A processo per furto, dopo l'udienza ruba un iPhone in tribunale

A Roma, all’interno della cittadella giudiziaria di piazzale Clodio, un italiano di 40 anni, con precedenti per spaccio di droga, ha rubato un inphone subito dopo essere stato messo in libertà con obbligo di firma

Entro in tribunale accusato di furto ed esce rubando un iphone a un cancelliere. È successo a Roma, all’interno della cittadella giudiziaria di piazzale Clodio, dove un italiano di 40 anni, con precedenti per spaccio di droga, non ha perso il vizio di commettere crimini.

L’uomo era stato appena rimesso in libertà con l’obbligo di firma, ma anziché ringraziare la giustizia italiana e rimettersi in riga, ha ripreso immediatamente a rubare, come se nulla fosse successo. Non ci troviamo di fronte a un ladro esperto come Arsenio Lupin, ma a un uomo che, come racconta oggi il quotidiano romano Il Messaggero, è stato sempre colto in fragranza di reato o, in ogni caso, condotto in carcere dalle forze dell’ordine. Il fatto criminoso in questione, però, risale a metà ottobre scorso quando l’uomo viene arrestato mentre sta rubando in un negozio. Dopo aver trascorso un’intera notte dietro le sbarre, il ladro è stato portato a piazzale Clodio e, una volta qui, il giudice preposto ha convalidato il suo arresto. Il magistrato, però, è voluto essere clemente e magnanimo con il malfattore. Il pubblico ministero, infatti, ha chiesto per lui una misura cautelare leggera e alternativa al carcere: libertà con obbligo di firma. Noncurante della “manna arrivata dal cielo” per la sentenza lieve, l’uomo anziché ritornare a casa ha ben pensato di girare lungo tutti i meandri della cittadella giudiziaria con la scusa di cercare qualcuno.

In realtà, com’è ovvio, l’uomo stava cercando qualche oggetto da rubare come portafogli o borse, ma riesce a intascarsi solo un iphone lasciato incustodito su una scrivania da un cancelliere del tribunale.

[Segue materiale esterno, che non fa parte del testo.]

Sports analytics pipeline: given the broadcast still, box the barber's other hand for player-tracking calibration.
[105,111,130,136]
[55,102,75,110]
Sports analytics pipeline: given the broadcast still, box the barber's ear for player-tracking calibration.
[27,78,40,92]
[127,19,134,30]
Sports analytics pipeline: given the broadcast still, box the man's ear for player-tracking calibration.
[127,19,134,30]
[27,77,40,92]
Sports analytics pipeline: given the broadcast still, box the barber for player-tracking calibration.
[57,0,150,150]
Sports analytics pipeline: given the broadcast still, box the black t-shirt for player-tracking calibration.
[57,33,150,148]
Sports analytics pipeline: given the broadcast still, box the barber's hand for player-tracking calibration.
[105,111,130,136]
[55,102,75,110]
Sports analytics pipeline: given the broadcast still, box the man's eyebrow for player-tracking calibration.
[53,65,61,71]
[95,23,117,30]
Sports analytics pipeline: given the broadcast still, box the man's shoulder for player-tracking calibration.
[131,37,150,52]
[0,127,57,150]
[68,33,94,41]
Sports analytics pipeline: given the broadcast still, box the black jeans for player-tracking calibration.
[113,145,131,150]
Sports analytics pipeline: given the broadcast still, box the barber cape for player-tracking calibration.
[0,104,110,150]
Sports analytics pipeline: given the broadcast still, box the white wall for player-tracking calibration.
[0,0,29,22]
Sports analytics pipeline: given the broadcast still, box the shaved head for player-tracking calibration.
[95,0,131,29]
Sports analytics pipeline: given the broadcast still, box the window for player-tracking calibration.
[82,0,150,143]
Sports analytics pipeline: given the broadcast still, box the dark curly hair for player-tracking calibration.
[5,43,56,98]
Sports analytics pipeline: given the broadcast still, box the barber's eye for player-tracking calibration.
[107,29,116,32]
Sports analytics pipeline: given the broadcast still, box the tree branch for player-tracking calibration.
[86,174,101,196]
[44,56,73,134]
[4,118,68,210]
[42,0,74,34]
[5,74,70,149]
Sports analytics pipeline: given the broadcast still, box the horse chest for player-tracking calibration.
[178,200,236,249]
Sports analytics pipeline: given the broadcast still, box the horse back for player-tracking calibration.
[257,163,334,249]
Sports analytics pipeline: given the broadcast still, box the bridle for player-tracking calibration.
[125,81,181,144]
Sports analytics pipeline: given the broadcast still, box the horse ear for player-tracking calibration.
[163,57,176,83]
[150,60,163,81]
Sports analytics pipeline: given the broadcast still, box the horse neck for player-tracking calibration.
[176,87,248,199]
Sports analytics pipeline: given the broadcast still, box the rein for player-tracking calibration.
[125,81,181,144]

Il ladro, a questo punto, è convinto di averla fatta franca e si dirige verso l’uscita. Ormai, però, è stato ripreso dalle telecamere a circuito chiuso del tribunale di Roma. Il proprietario del telefono, inizialmente, dà la colpa ai suoi colleghi ma, una volta acquisiti e visionati i filmati dalle forze dell’ordine presenti all’interno del tribunale di piazzale Clodio, per il ladro non c’è più scampo. Tutto il percorso da lui compiuto è stato interamente ricostruito e la procura di Roma, per volontà del pm Pietro Polidori, notifica al 40enne il nuovo atto d’accusa. Per la polizia trovare il criminale è più facile di quanto potesse immaginare: l’uomo si trovava già agli arresti domiciliari da quando era stato beccato per un altro furto non andato a buon fine.